I Want to Finish This
I want to finish what I brought up a few days ago regarding The Cat in the Hat by Dr. Seuss or Theodor Geisel. This whole thing started when some people at Child_Lit started talking about how weird that book is.
Okay. Someone at Child_Lit linked to this article at The New Yorker, which related to the subject at hand. The first part of the article is all about The Cat in the Hat's connection to the Cold War. Wish I could explain that to you, but it shot right over my head.

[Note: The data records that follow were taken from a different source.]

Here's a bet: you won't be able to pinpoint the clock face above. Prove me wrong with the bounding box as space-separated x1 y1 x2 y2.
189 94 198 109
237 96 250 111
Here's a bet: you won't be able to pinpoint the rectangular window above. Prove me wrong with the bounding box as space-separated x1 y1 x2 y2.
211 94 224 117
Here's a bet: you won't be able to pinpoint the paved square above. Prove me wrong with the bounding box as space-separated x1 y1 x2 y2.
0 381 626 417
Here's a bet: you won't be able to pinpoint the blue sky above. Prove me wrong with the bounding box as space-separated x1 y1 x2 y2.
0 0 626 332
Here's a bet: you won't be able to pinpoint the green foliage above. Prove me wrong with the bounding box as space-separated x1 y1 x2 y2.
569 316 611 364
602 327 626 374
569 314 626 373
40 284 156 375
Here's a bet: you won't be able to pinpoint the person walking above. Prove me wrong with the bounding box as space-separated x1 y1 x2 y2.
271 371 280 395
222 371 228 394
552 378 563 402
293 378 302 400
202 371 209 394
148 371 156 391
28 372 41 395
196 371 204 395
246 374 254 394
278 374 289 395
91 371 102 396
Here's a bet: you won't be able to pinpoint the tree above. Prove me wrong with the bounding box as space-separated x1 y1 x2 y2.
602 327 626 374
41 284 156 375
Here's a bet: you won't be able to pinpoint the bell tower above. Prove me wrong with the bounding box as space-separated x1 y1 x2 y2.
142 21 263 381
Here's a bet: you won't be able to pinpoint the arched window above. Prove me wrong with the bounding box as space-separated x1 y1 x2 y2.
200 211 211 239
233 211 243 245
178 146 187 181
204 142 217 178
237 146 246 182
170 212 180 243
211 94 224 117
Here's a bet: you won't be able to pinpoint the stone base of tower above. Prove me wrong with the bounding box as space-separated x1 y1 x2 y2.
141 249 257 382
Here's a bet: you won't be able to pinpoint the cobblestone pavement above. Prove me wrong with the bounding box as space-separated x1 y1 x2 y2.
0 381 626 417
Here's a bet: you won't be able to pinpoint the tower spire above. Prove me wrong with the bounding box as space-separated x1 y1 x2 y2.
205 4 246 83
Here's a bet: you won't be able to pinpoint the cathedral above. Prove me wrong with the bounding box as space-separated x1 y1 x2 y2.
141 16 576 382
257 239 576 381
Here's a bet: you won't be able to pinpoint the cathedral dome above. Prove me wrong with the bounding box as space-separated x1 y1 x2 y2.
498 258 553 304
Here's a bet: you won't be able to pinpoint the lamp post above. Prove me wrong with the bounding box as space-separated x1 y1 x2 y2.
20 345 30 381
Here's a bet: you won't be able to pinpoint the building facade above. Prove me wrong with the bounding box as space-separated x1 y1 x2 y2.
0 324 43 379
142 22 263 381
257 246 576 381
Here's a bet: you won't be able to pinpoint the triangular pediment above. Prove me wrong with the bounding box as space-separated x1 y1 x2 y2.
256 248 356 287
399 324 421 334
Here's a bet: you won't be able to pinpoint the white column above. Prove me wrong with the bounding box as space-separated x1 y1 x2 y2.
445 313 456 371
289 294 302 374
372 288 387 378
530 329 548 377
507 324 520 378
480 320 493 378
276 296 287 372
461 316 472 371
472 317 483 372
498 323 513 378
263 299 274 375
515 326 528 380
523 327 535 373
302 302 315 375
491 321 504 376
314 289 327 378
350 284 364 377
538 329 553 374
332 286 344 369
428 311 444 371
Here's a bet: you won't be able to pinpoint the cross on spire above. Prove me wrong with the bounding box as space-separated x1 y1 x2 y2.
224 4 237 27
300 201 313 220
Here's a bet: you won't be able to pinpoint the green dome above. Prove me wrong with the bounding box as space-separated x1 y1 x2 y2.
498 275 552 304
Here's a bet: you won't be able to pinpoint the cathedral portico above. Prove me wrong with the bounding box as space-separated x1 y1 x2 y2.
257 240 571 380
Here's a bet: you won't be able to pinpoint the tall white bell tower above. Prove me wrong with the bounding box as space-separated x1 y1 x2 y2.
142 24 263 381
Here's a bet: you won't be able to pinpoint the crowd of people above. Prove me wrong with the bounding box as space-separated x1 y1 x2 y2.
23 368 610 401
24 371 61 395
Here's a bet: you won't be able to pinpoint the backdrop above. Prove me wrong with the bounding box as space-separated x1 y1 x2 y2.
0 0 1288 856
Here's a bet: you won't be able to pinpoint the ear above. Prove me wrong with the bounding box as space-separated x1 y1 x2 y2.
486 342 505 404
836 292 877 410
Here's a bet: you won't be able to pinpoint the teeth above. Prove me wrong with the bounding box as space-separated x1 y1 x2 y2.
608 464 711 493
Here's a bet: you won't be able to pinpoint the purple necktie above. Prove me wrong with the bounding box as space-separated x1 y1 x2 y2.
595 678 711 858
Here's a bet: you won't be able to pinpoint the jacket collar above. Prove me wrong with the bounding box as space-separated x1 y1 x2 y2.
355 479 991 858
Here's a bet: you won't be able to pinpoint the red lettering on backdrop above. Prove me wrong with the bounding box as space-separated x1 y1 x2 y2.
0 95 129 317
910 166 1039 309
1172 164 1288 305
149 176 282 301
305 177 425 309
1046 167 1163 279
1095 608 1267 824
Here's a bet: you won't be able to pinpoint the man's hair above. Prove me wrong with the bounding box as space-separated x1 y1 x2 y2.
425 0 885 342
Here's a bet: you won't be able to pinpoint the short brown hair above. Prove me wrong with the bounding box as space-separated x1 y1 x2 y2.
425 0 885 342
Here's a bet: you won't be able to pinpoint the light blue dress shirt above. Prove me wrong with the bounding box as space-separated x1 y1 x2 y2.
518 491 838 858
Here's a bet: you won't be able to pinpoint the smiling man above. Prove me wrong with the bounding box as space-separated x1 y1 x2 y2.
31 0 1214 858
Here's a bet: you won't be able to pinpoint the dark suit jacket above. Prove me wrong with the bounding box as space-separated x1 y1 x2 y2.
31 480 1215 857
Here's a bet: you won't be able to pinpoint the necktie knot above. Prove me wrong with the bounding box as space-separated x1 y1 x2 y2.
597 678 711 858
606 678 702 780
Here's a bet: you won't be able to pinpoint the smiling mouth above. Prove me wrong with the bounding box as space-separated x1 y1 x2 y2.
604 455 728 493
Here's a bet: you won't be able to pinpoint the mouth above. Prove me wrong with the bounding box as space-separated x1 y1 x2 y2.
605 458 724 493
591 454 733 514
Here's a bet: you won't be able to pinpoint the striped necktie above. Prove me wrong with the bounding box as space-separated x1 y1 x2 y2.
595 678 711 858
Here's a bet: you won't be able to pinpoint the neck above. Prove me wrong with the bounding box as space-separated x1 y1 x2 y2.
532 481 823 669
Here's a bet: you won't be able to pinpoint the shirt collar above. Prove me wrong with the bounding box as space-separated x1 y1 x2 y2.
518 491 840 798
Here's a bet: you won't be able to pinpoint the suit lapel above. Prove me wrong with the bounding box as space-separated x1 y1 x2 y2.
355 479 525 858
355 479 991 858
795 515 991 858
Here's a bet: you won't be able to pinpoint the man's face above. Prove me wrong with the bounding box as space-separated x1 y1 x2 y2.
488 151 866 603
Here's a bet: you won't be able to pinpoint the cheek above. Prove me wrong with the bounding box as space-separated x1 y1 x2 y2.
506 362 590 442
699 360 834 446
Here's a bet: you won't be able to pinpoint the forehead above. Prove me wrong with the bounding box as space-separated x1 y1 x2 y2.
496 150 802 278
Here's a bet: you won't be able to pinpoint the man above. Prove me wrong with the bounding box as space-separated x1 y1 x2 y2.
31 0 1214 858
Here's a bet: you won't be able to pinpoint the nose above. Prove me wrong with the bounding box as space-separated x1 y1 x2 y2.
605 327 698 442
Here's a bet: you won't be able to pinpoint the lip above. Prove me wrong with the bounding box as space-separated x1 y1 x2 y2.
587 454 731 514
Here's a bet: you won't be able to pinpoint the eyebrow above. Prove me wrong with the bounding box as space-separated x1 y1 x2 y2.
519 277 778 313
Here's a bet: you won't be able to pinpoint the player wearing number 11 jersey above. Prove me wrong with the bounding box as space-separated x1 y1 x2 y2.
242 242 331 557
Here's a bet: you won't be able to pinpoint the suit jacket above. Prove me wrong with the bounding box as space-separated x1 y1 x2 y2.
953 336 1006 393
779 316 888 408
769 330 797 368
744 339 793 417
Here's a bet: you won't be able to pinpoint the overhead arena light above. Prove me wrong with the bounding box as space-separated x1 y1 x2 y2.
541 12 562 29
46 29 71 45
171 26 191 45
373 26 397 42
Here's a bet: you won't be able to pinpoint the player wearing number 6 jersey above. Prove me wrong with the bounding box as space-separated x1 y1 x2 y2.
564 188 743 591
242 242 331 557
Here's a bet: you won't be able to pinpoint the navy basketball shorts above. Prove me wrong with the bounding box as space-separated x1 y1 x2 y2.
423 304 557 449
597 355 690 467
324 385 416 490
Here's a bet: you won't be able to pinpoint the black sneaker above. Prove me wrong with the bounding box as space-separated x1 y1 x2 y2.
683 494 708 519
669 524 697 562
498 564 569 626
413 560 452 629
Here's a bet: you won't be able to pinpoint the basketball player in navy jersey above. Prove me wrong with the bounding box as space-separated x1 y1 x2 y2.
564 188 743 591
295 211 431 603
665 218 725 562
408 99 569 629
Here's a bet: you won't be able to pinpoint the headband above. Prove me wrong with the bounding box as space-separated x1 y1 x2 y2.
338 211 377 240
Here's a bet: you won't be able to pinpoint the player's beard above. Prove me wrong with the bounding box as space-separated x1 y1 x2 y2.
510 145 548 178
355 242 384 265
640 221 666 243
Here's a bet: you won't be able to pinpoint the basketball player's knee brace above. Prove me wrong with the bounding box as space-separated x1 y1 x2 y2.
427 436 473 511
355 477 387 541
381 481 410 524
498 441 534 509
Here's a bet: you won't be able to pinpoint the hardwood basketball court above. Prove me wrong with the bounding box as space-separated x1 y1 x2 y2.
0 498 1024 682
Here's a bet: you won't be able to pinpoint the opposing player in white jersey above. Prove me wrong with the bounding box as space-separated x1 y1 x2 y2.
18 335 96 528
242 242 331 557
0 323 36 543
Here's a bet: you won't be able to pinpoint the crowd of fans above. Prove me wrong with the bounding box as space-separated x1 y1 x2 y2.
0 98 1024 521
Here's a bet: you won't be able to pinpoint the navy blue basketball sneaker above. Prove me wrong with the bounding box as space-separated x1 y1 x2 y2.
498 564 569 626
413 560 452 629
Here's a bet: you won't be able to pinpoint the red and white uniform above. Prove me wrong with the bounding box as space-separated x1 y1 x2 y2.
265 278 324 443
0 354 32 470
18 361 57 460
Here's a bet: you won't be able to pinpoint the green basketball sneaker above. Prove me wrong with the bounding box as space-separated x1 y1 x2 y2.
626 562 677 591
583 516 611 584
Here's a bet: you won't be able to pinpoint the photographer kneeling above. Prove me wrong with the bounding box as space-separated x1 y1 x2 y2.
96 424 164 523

No, the interesting part of the article comes after a brief discussion of how Geisel started to make a name for himself with his children's books from the late '30s through the mid-50s. At that point the way Americans learned to read in schools was coming under attack in a book called Why Johnny Can't Read, which I may have actually read back in my teacher ed days. (But, really, who knows?) The New Yorker article includes the following quote from Johnny relating to the quality of Dick and Jane readers: "horrible, stupid, emasculated, pointless, tasteless little readers, the stuff and guff about Dick and Jane or Alice and Jerry visiting the farm and having birthday parties and seeing animals in the zoo and going through dozens and dozens of totally unexciting middle-class, middle-income, middle-I.Q. children's activities that offer opportunities for reading 'Look, look' or 'Yes, yes' or 'Come, come' or 'See the funny, funny animal.'"
I really wanted to mention this because I loved, loved, Dick and Jane. And Alice and Jerry, too. I loved those primers about dads who wore suits to mysterious jobs and moms who did housework in dresses, high heels and pearls. I remember one story about the kids having a birthday party at which ice cream shaped like animals was served to the guests. I could not get enough of this stuff.
So then The New Yorker article goes on to say that Theodor Geisel (Dr. Seuss) was engaged to write new school readers--with the assistance of vocabulary lists. His publisher gave him lists of words to use, words that were either recognizable by first graders or words that they could sound out given the phonics they had learned. The first book Geisel wrote in this way was...The Cat in the Hat.
Now, that was quite an impressive accomplishment. I'm not knocking it. Still, the whole idea of tens of thousands of kids learning to read from an array of books that exist primarily because of the words they contain rather than their stories or ideas is...creepy...to me. Very brave new worldish. I wonder if this is still being done. Or, has Geisel, who was once cutting edge and the great new thing in education, now been been displaced, himself, by other methods/philosophies?